Chuck roast is the cut of choice for the iconic pot roast forever cemented in culinary Americana. Add a few potatoes, carrots, onions, biscuits, a hearty gravy and a tableful of well-dressed folks and you have a Norman Rockwell painting. While pot roast is uber American, it can also be boring.
Think outside the pot and prepare chuck roast in the style of a slow-cooking world culinarian. You can make a fabulously French boeuf ben daube, an awesome Alsatian bacheofe and a provincial pot-au-feu in a slow cooker, as well as an array of authentic south-of-the-border favorites like caldo de res, carne en su jugo and machaca.
For a tender and robust beefy flavor, use a chuck eye roast. At a little more than $6 per pound, chuck eye costs a bit more than regular chuck roast, but its superior marbling and flavor — which comes from its proximity to the rib-eye section of the steer — makes it worth the cost.
Great Northern Beans
Homemade Cost: Approximately $2 for 2 lbs.
Not only are they inexpensive, but beans also offer many health benefits. Great northern beans are like the American cousin of Italian cannellini. With a robust mouthfeel, nutty flavor and firm structure, great northerns do everything cannellini can do and more.
Great northern beans’ versatility alone makes them an economical kitchen staple. Salads, stews, ragouts, purees, soups, fritters, dips à la hummus and homemade veggie burgers are a few of many directions you can go with great northern beans and a slow cooker.
Cook great northerns with homemade stock when possible. The combination of umami from the stock and the natural meatiness of the beans elevates any dish.
White or Brown Rice
Homemade Cost: Approximately $3 per pound (white or brown)
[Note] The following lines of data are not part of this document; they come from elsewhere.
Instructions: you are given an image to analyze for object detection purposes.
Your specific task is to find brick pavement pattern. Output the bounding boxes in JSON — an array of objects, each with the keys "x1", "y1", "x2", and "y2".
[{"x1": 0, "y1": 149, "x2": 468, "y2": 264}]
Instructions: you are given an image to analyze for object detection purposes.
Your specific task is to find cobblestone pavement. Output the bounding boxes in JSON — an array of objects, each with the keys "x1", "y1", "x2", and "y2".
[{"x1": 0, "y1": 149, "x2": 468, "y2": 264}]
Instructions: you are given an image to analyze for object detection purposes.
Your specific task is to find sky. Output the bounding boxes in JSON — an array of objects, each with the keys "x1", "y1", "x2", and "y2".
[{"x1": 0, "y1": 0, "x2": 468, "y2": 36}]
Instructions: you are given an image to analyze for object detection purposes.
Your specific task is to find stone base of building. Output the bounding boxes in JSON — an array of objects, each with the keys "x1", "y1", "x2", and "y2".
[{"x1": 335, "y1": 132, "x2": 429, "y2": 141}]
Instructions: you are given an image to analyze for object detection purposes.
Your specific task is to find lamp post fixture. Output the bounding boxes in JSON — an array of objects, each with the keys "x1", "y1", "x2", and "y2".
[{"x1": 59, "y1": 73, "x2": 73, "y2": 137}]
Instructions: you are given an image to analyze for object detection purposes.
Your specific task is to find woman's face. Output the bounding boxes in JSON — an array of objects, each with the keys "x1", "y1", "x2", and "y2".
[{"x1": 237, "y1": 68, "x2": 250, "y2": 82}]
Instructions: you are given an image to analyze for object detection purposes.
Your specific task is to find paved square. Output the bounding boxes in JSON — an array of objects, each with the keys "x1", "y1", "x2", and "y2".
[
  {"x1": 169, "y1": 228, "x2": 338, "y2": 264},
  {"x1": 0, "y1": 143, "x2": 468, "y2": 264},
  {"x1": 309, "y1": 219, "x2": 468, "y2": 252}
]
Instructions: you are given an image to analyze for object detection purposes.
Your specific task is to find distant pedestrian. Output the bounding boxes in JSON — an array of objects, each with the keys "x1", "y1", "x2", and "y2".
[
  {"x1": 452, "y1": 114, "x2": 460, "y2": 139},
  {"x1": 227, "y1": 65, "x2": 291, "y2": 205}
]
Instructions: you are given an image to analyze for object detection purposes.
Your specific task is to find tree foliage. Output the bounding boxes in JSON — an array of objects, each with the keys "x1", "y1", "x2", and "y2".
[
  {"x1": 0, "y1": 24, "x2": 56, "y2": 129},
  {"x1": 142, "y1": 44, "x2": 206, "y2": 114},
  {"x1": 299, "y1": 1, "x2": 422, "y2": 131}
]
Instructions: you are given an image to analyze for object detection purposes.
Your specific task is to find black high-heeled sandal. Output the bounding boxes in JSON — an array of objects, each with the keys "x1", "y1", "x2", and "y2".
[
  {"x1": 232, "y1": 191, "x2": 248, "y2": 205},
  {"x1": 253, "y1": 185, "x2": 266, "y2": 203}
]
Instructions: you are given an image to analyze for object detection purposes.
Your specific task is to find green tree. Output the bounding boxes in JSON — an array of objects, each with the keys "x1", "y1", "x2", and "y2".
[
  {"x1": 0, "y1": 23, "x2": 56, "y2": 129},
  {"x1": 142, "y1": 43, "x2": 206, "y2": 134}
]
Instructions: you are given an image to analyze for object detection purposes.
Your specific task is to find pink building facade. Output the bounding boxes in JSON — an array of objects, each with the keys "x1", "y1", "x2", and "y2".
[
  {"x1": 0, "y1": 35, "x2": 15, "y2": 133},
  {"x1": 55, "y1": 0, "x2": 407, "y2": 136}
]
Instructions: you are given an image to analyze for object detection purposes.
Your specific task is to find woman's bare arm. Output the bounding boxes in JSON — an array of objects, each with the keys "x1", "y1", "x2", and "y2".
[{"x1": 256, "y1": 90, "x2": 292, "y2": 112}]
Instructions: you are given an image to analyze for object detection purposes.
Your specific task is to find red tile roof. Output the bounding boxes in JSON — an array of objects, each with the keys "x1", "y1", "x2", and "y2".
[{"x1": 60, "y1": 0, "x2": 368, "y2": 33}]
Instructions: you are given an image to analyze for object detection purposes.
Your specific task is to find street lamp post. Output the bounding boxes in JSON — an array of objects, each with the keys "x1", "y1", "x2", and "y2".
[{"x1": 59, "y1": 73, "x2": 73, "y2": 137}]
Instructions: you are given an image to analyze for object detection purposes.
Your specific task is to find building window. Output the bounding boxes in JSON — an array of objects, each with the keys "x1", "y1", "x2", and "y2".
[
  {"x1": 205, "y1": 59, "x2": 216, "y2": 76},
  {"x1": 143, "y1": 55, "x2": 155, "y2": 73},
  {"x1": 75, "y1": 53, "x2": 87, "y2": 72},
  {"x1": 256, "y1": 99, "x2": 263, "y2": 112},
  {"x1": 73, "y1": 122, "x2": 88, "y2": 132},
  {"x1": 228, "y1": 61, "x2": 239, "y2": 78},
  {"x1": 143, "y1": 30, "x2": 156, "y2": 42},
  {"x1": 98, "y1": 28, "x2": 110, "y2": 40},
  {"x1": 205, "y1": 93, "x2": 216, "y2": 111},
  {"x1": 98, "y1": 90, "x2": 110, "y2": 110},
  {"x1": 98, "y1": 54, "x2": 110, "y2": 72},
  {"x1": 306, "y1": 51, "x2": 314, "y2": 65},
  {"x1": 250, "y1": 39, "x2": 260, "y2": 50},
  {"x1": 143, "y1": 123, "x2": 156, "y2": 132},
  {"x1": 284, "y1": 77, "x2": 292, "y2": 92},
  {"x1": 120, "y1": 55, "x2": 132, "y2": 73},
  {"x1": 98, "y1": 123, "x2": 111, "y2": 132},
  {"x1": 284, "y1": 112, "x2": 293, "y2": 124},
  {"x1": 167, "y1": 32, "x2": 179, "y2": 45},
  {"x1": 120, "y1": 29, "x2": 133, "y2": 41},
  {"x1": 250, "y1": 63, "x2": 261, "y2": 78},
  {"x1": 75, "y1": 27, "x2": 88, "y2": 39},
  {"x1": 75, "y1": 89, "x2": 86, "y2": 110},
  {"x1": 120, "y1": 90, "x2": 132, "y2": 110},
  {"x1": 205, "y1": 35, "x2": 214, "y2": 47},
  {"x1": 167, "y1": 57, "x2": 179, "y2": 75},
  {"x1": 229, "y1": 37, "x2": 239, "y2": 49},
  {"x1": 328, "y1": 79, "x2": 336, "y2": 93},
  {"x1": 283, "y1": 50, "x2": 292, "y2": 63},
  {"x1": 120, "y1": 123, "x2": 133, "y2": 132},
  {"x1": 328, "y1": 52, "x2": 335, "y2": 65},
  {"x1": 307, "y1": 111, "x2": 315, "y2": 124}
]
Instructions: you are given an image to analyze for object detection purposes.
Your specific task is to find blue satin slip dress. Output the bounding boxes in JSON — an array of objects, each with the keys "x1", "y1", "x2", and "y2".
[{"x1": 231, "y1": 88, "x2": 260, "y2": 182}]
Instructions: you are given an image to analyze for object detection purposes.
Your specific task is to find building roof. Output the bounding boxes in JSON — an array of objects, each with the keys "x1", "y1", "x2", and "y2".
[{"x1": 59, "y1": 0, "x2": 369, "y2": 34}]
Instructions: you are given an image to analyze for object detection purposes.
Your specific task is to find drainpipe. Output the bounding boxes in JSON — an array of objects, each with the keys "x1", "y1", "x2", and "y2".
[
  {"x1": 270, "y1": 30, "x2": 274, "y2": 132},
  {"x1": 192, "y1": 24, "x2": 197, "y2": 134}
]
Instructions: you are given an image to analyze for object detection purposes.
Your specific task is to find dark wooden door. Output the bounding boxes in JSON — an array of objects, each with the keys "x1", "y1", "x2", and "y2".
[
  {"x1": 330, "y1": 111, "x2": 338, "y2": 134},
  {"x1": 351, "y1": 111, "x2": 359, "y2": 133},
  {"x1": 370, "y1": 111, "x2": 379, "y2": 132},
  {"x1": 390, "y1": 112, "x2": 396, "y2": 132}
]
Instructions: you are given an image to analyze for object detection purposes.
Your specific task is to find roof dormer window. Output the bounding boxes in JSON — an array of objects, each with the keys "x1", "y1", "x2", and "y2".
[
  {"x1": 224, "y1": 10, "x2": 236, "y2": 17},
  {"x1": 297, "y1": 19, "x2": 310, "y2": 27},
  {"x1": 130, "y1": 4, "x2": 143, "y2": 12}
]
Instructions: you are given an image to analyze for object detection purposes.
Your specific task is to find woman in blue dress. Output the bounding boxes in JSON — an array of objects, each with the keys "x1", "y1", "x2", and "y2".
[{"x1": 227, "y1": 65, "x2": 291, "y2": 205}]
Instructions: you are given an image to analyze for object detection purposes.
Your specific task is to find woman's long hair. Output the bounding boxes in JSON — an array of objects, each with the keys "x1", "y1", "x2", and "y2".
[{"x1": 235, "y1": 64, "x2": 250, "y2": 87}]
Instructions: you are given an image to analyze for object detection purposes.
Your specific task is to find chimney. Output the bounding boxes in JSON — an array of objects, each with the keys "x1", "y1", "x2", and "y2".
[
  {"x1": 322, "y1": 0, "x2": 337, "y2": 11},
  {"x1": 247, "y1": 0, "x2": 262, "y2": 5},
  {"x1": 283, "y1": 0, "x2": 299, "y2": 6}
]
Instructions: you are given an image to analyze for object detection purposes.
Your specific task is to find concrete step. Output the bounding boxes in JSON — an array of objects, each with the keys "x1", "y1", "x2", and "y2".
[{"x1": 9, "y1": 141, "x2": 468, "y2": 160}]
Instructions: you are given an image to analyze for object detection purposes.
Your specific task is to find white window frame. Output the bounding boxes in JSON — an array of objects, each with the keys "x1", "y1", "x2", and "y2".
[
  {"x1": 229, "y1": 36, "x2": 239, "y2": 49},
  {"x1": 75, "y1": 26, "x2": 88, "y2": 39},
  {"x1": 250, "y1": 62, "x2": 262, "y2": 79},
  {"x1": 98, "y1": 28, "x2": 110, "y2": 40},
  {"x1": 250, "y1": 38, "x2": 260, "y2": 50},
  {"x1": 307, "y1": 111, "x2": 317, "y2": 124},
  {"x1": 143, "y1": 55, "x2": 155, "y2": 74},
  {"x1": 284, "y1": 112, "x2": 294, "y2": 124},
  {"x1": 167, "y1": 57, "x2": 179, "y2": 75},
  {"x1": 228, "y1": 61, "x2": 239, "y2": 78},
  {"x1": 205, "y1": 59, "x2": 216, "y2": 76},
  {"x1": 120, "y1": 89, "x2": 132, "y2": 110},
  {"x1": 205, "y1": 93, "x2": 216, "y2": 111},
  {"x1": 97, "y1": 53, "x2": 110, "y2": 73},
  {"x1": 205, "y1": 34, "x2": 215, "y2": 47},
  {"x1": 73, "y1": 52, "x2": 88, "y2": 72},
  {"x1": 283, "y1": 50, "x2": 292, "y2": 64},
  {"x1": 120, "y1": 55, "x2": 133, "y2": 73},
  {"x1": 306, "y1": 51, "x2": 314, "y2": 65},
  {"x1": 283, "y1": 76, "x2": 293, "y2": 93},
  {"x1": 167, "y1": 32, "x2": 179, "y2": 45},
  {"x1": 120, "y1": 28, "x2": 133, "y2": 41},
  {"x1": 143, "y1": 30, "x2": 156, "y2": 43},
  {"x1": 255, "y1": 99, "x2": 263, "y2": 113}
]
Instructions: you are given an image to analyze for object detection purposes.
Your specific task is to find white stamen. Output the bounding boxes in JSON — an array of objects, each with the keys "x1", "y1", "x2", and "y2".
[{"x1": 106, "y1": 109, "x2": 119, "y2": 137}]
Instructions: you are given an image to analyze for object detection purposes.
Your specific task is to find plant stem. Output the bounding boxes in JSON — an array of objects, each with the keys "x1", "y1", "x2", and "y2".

Like all staple foods, you find rice in just about every recognized world cuisine. Cajun jambalaya, Filipino arroz caldo and Puerto Rican arroz con grandules are a few heritage dishes you can make in a slow cooker.
Brown rice cooks just as well in a slow cooker as it does in a saucepan. You do need a little less water or stock when cooking brown rice in a slow cooker, but that aside, you can substitute brown rice in just about any slow cooker white-rice recipe.
Mix it up and add dried beans and other legumes to your slow cooker rice recipe. In addition to classic red beans and rice, try brown rice and great northerns, wild rice, brown rice and black-eyed peas, and lentils and rice to use in a dal-based curry. Use your slow cooker rice as the foundation of a grain bowl — then you’ll be making one of this year’s food trends.
Although slow cookers make great tools for cooking rice, they don’t function the same as rice cookers, so be sure to follow your slow cooker rice recipes. Some rice cookers, on the other hand, have a slow cooker function you can use for any slow cooker recipe.